This is unreleased documentation for SUSE® Storage 1.9.0 (Dev).

Orphaned Instance Cleanup

SUSE Storage can identify and clean up orphaned instances on each node.

Orphaned Runtime Instance

When a network outage affects a SUSE Storage node, it might leave behind engine or replica runtime instances that are no longer tracked by the SUSE Storage system. The corresponding engine and replica Custom Resources (CRs) might be removed or rescheduled to another node during the outage. When the node recovers, the SUSE Storage system no longer tracks these runtime instances. These instances, such as the engine and replica processes for v1 volumes, are called orphaned instances. Orphaned instances continue to consume node resources like CPU and memory.

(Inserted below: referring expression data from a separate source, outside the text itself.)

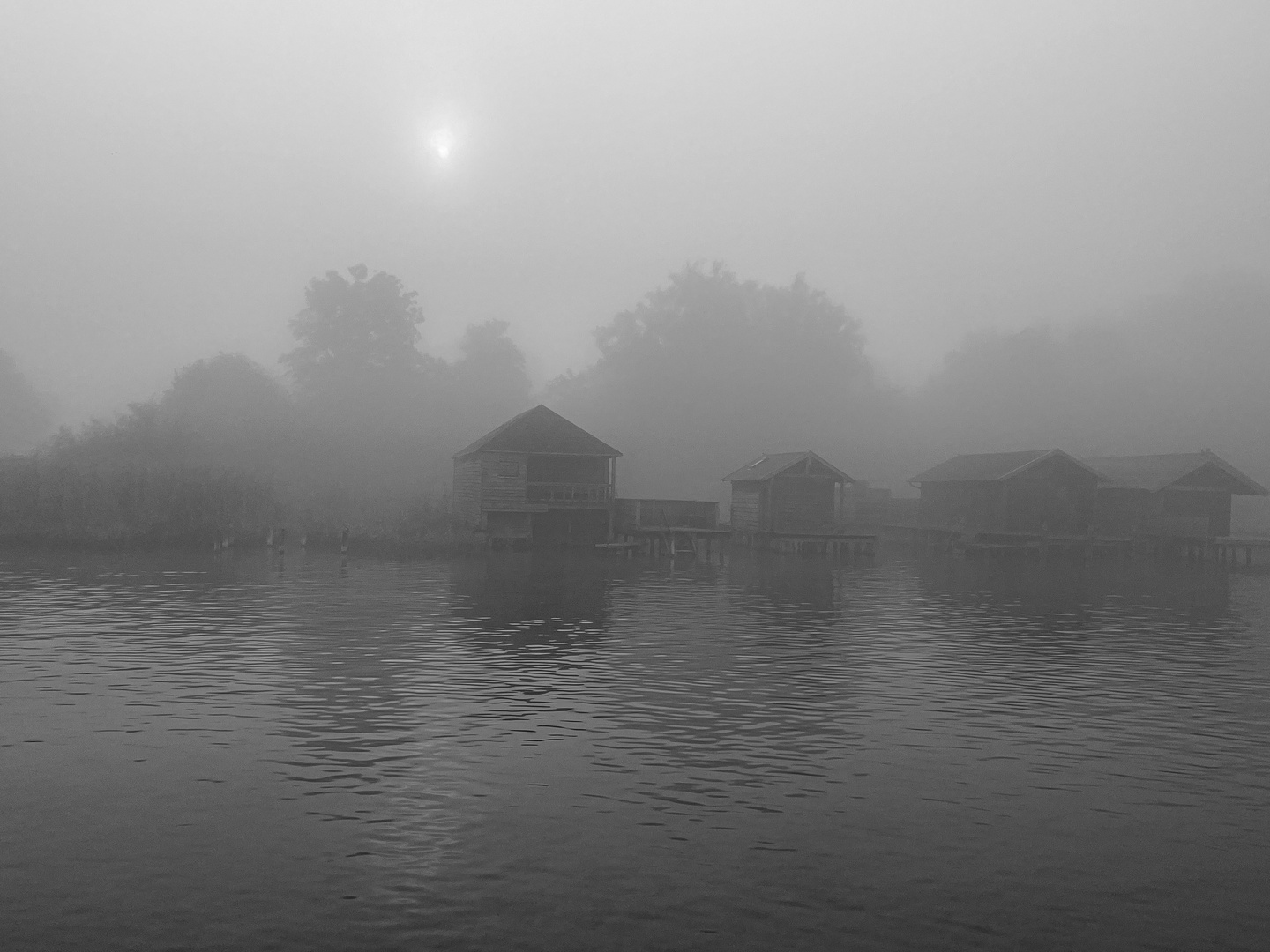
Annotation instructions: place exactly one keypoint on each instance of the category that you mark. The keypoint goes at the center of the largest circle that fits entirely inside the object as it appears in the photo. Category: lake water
(542, 752)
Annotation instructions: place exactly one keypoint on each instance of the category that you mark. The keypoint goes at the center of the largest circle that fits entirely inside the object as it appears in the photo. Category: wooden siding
(804, 504)
(746, 508)
(1054, 496)
(465, 507)
(1206, 504)
(503, 480)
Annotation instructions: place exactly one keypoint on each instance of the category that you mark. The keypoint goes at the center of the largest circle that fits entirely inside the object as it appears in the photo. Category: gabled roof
(540, 430)
(1157, 472)
(990, 467)
(765, 467)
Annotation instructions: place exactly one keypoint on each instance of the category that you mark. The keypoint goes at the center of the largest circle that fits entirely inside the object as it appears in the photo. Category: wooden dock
(669, 541)
(831, 545)
(1227, 548)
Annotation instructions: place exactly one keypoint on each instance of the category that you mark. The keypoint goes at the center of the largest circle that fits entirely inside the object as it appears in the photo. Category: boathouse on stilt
(536, 479)
(1030, 492)
(791, 502)
(1174, 495)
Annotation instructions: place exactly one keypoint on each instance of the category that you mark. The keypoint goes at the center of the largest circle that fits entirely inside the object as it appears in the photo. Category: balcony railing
(569, 493)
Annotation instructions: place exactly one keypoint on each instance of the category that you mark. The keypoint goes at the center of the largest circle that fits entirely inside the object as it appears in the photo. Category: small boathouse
(790, 502)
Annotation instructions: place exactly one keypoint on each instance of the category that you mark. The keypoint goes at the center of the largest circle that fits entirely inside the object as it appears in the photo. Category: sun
(442, 143)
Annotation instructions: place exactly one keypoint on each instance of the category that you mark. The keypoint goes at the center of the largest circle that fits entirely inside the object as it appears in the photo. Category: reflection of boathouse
(536, 478)
(1029, 492)
(1183, 495)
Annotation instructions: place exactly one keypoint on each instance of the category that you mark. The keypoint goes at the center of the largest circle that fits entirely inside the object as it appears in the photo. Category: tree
(355, 337)
(707, 371)
(489, 380)
(26, 417)
(228, 392)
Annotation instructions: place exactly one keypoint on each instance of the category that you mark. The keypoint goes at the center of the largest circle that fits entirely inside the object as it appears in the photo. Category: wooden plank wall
(804, 504)
(467, 494)
(744, 507)
(498, 487)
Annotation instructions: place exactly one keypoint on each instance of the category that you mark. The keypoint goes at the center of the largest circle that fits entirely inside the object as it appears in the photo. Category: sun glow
(442, 143)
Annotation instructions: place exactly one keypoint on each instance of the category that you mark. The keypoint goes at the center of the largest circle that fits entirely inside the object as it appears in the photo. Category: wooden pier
(832, 545)
(669, 541)
(1227, 550)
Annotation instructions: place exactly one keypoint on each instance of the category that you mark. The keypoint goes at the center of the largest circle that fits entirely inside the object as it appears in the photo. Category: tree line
(700, 376)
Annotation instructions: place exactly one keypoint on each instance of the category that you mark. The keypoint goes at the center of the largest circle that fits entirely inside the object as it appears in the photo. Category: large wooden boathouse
(1027, 492)
(1174, 495)
(539, 479)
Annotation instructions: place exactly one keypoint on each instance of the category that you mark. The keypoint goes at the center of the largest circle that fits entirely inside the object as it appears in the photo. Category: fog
(940, 228)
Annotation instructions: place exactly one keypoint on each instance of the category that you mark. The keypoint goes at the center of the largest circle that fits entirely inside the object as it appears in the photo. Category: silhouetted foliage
(355, 337)
(709, 371)
(26, 417)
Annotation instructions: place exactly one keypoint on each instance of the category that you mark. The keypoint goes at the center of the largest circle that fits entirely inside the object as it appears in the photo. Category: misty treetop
(354, 333)
(707, 371)
(26, 415)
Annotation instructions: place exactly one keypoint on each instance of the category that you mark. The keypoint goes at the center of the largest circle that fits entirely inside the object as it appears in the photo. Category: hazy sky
(173, 175)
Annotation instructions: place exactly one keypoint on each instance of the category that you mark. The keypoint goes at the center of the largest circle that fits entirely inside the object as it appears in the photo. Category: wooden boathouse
(1034, 492)
(791, 502)
(1174, 495)
(537, 479)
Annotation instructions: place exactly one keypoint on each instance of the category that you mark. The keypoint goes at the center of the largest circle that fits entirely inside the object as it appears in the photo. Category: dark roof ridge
(540, 429)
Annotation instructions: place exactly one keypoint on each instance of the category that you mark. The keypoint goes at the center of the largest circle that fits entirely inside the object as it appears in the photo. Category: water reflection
(549, 752)
(534, 597)
(787, 591)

SUSE Storage supports the detection and cleanup of orphaned instances. It identifies these instances and creates orphan resources that describe them. By default, SUSE Storage does not automatically delete orphan resources. Users can trigger the deletion of orphaned instances manually or configure SUSE Storage to delete them automatically.

Example

The following example demonstrates how to manage orphaned instances using kubectl.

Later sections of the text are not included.